GENEALOGIE
Conférence de Mme Sylvie BREVAUX
le 4 décembre 2009. Pélussin.



Mme Brévaux a présenté un compte rendu très avancé de ce que peut être une recherche en généalogie.
Elle nous a fait part de son expérience, acquise au cours de 25 ans de pratique, ayant pour résultat d’avoir recenser quelques 45 000 personnes… !
Certains paramètres sont importants, comme par exemple le lieu d’habitation des ascendants, les dates, certaines connues, d’autres présumées par comparaison entre les différentes phases de la vie (naissance, mariage etc).

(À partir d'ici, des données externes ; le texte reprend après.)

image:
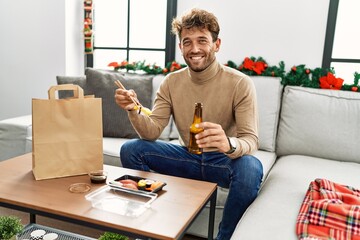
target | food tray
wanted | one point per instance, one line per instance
(62, 235)
(121, 201)
(158, 185)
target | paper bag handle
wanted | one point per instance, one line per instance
(78, 91)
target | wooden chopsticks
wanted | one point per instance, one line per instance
(138, 105)
(118, 83)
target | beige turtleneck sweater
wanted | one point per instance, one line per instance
(228, 98)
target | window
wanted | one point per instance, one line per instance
(342, 48)
(133, 30)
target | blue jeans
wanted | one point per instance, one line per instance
(242, 176)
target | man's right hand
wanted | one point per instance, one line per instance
(123, 98)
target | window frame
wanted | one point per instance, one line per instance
(170, 41)
(329, 38)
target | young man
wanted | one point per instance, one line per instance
(230, 121)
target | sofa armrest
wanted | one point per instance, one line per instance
(14, 135)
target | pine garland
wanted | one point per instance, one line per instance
(298, 75)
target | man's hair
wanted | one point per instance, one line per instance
(197, 18)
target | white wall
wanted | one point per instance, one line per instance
(292, 31)
(40, 39)
(33, 51)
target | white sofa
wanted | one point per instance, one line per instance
(304, 134)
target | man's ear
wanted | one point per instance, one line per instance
(217, 44)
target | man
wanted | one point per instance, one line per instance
(230, 121)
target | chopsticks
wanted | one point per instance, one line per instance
(119, 84)
(138, 105)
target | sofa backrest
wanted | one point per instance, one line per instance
(268, 91)
(320, 123)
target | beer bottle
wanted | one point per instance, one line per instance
(193, 147)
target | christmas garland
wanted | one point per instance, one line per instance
(298, 75)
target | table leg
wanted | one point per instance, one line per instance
(212, 215)
(32, 218)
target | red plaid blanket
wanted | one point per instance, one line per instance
(329, 211)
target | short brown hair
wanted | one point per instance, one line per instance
(196, 18)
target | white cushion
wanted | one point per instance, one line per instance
(320, 123)
(274, 212)
(13, 135)
(268, 92)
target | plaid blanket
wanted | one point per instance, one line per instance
(329, 211)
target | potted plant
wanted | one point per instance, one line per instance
(112, 236)
(10, 226)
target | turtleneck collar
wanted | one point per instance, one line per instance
(205, 75)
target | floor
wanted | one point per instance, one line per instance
(93, 233)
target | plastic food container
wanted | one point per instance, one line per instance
(150, 185)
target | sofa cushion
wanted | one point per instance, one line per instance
(115, 120)
(77, 80)
(320, 123)
(268, 92)
(274, 212)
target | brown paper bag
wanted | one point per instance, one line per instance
(66, 134)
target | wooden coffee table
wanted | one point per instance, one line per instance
(170, 215)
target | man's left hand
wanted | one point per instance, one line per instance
(213, 136)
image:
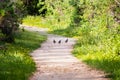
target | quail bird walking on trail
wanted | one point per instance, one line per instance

La recherche est parfois rendue difficile par la lecture des actes, l’orthographe, les lettres même qui étaient parfois différentes, les langues (patois régionaux), les calendriers à interpréter(ex le calendrier républicain), les erreurs de transcription (pluralité dans le nom de famille), et même transcription phonétique. Il faut tenir compte de toutes les particularités qui concernent les régions, les époques. Le cas des enfants abandonnés, sans aucune mention au sujet de leur provenance, bloque la recherche dans une lignée d’une manière définitive : c’est le cas rencontré lorsque le nom de famille est un prénom : on s’est servi du prénom pour choisir un patronyme(spécialement le cas presque à coup sûr dans la moitié sud de la France). On peut rencontrer les destructions de dossiers suites aux incendies, guerres locales ou autres. Autant d’obstacles qu’il faut surmonter, mais le plaisir est dans la recherche, les visites et les rencontres avec les personnes contactées.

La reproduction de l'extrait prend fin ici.